Their horns were locked again. Yet, a moment since, when the Syrian had cursed him in her scorn, her words had left a maggot in his mind. "What!" she had demanded. "Shall I, Shammuramat, go forth to point the way for thieves—disguised, perchance, as some kitchen wench?" Ah, if he could but bend her pride, how simple would be the rest!
"Listen," he begged, with deep humility. "In the hour of stress we stoop to many things. What harm if the lady Shammuramat conceal her beauty beneath an humble cloak and fare with Kishra to the river bank?

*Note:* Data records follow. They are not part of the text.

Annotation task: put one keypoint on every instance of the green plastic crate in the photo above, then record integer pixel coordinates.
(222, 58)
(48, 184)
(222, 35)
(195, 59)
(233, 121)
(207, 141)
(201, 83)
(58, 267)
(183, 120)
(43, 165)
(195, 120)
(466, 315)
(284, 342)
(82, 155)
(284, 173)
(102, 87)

By boat we may cross, returning ere the night is old, and none would be the wiser, for the city gates are free to me."
"No!" declared Semiramis, with a gesture of disdain. "I trust you not, nor will I leave the palace mound, though you prayed till dawn."
Her speech was firm, yet in it the eunuch marked a sign of wavering, so he urged his case with a beating heart:
"The gems once buried in the garden here, we wait in peace till Menon cometh to take thee hence, and for a third of this treasure store a friend is made, where an enemy might balk thy every move."
His words were words of wisdom, yet the Syrian frowned in doubt, while her sandal tapped impatiently on the graveled path.
"What will it profit," the tempter asked, "if wealth be stored away, when he whom thou loveth shall die in a distant land?"
"What mean you?" cried Semiramis, with a gasp of fear, and Kishra drove the nail:
"If the fish of malachite, with the message which it beareth, shall go into Bactria, coming not to Menon, but to the King's own hand, then in truth thy lord may suffer grievously."
At his thin-veiled threat the woman quailed, while terror leaped into her eyes.